The exact behavior during a storm

When CreateFleet returns InsufficientInstanceCapacity, UnfulfillableCapacity, or MaxSpotInstanceCountExceeded, Karpenter writes a log line like this and removes the offering from its in-memory pool:

"message":"failed launching nodeclaim",
"aws-error-code":"UnfulfillableCapacity",
"aws-operation-name":"CreateFleet",
"error":"... InsufficientInstanceCapacity: We currently do not have sufficient c7i.xlarge capacity in the Availability Zone you requested (us-east-1f) ..."

"message":"removing offering from offerings",
"reason":"MaxSpotInstanceCountExceeded",
"instance-type":"r8i-flex.xlarge","zone":"us-east-1d",
"capacity-type":"spot","ttl":"3m0s"

That 3-minute TTL is a hard-coded constant in pkg/cache/cache.go. Three minutes later the offering is back in the pool. Karpenter tries it again. EC2 still does not have spot capacity for c7i.xlarge in us-east-1f. Same log lines. Same eviction. Same wait.

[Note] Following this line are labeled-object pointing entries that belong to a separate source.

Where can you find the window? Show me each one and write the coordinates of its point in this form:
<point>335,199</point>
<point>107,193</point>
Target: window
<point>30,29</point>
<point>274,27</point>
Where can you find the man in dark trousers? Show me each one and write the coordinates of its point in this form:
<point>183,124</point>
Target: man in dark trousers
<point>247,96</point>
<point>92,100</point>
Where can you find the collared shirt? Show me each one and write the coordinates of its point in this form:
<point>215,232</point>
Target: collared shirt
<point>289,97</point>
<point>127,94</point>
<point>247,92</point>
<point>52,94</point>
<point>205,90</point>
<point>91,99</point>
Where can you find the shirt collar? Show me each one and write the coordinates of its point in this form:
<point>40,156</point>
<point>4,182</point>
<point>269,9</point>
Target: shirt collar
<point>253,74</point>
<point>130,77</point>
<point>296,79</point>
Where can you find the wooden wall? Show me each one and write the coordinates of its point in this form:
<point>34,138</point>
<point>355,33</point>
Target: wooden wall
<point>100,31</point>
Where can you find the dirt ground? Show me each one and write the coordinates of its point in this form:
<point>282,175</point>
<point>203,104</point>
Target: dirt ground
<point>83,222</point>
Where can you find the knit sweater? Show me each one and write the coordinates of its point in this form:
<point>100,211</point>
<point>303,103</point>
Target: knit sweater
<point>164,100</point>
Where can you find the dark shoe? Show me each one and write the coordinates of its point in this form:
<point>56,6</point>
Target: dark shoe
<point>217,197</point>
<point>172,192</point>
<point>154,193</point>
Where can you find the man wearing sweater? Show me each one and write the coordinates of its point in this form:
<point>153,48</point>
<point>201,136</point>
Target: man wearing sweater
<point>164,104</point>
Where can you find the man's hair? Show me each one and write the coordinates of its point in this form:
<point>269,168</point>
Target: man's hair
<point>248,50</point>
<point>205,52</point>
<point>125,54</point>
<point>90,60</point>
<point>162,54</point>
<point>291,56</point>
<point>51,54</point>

Meanwhile the pods stay Pending. Even if you wrote a second NodePool that allows on-demand, Karpenter will not automatically prefer it during the loop. From maintainer DerekFrank on kubernetes-sigs/karpenter#2275:

If there aren't any on-demand g4dn.xlarge instances available in us-east-1a, it doesn't matter if Karpenter is trying to launch those from NodePool 1 or from NodePool 2. Karpenter won't retry simply because you have two NodePools.

The unit of fallback is the offering, not the NodePool. A NodePool that requires karpenter.sh/capacity-type In [spot] will never produce an on-demand node, no matter how long the storm lasts. The second NodePool exists, but the scheduler picks based on per-offering availability and per-NodePool weight, not on a "this NodePool is failing, switch" signal.

The clearest reproduction is in aws/karpenter-provider-aws#8885: an Orca Security engineer ran a 1000-replica nginx deployment against weighted spot and on-demand NodePools during a real us-east-1 spot storm. 471 pods stayed Pending for more than an hour. The on-demand NodePool was untouched.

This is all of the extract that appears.